Baco adolescente
Baco es barroco.
Es indiscutible la intención de Caravaggio con Baco (1595). No únicamente hace gala de un escorzo perfecto —véase la fuerza de los músculos tensos, la soltura con la que se desliza la tela sobre su pecho fornido—, sino el carácter de festejo desenfrenado que retorcía a la capital italiana durante el siglo XVII. Está la fruta, está el vino y, sobre todo, está la mirada seductora del dios del libertinaje, que parece sostener una promesa de sobriedad perdida en la mano izquierda, dentro de la copa que ofrece a sus invitados.
El personaje encarna las características que definen al maestro milanés: está el manejo perfecto de la tridimensionalidad, el carácter sensorial de los elementos representados, y esa manera tan particular de Caravaggio de aterrizar en un plano terreno aquello que se tiene como sagrado. Baco no es más que un anfitrión más de los bacanales romanos en la pieza: ése que siempre invita otra copita, ése que se ríe con todos los presentes, ése que está dispuesto a otro trago más.

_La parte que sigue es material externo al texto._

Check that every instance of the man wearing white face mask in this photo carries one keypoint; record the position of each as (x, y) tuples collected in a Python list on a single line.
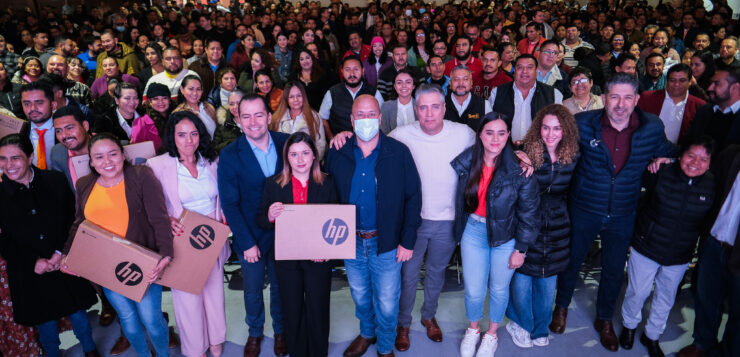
[(377, 174)]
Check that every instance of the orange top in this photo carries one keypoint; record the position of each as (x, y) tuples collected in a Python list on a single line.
[(107, 208), (485, 178)]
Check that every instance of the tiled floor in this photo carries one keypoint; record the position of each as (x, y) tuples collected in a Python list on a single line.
[(580, 339)]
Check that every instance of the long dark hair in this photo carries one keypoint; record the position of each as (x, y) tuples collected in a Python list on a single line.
[(206, 149), (470, 195), (287, 173)]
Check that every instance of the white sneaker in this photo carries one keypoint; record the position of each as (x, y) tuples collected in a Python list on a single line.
[(470, 340), (487, 346), (519, 335)]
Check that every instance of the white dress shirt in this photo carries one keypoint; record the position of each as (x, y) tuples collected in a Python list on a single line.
[(672, 116)]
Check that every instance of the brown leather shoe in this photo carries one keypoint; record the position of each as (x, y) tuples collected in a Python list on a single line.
[(120, 346), (252, 348), (359, 346), (433, 331), (279, 347), (402, 338), (174, 339), (559, 316), (691, 351), (606, 334)]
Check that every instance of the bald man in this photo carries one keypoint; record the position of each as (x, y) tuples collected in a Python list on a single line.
[(388, 217), (73, 89)]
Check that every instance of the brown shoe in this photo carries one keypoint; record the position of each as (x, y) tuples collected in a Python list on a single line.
[(174, 339), (107, 315), (359, 346), (433, 331), (279, 347), (252, 348), (402, 338), (606, 334), (559, 316), (691, 351), (120, 346)]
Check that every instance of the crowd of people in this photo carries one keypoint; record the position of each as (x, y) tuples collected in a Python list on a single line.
[(517, 132)]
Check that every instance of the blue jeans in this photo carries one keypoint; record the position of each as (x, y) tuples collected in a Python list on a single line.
[(714, 284), (486, 269), (531, 302), (616, 233), (137, 317), (253, 275), (375, 284), (49, 334)]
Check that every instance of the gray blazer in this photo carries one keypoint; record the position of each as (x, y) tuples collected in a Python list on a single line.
[(389, 114)]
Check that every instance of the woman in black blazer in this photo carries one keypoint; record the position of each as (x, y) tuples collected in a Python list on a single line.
[(301, 182)]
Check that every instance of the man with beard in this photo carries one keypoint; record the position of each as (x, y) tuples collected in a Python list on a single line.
[(124, 55), (436, 70), (490, 77), (728, 54), (92, 43), (400, 61), (653, 78), (521, 99), (173, 72), (63, 46), (38, 104), (40, 45), (75, 90), (463, 57), (337, 103), (463, 106), (720, 119), (72, 132), (221, 33)]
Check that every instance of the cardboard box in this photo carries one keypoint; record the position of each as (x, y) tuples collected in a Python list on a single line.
[(136, 154), (9, 125), (110, 261), (315, 232), (196, 251)]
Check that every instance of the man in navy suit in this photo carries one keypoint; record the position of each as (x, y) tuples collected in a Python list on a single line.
[(244, 165)]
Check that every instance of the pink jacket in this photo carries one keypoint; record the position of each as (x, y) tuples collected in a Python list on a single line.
[(144, 129)]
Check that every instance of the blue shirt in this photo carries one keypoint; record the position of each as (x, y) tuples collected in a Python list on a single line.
[(364, 189), (90, 62), (267, 160)]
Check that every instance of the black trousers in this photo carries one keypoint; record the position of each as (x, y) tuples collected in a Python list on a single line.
[(305, 288)]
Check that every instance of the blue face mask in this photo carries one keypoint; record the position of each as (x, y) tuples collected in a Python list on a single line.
[(366, 129)]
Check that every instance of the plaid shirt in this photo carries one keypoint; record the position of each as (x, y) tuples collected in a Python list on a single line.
[(80, 93), (10, 60)]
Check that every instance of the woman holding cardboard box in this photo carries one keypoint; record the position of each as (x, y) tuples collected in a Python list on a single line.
[(35, 213), (128, 201), (301, 182), (188, 176)]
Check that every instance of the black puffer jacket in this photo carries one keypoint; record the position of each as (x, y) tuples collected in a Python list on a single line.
[(549, 255), (671, 215), (512, 201)]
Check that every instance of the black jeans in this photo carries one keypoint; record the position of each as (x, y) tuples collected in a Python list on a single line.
[(305, 288), (714, 284)]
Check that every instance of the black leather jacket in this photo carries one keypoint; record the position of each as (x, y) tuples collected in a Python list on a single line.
[(512, 201)]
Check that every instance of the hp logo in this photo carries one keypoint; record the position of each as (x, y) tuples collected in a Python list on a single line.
[(335, 231), (129, 273), (202, 237)]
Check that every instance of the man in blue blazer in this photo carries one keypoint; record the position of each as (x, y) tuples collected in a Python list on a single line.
[(244, 165)]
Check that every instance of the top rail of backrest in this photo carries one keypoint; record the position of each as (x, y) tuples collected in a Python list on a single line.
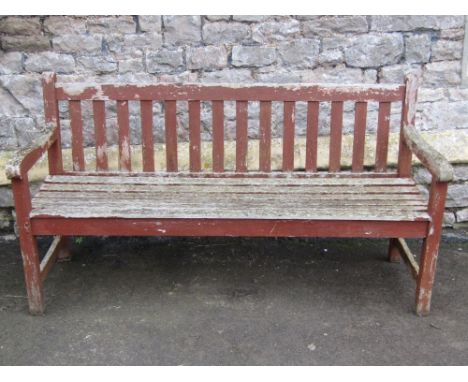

Baco mira al espectador con las mejillas sonrosadas. Es la sonrisa de la vida laxa, de la vida suave, de la vida de la fiesta y del lujo de la buena fortuna. Se le ve fuerte, vigoroso, atento a las necesidades más instintivas del cuerpo. Y con esa misma soltura desobligada, ofrece una copa de vino, a manera de invitación para formar parte de la bonanza. Todo él es goce: seda fina, fruta madura y mirada difusa, quizá, por la influencia del alcohol que le tiñe los dedos de rojo. Baco es bonanza. Baco es fiesta. Baco es barroco. Baco es Roma.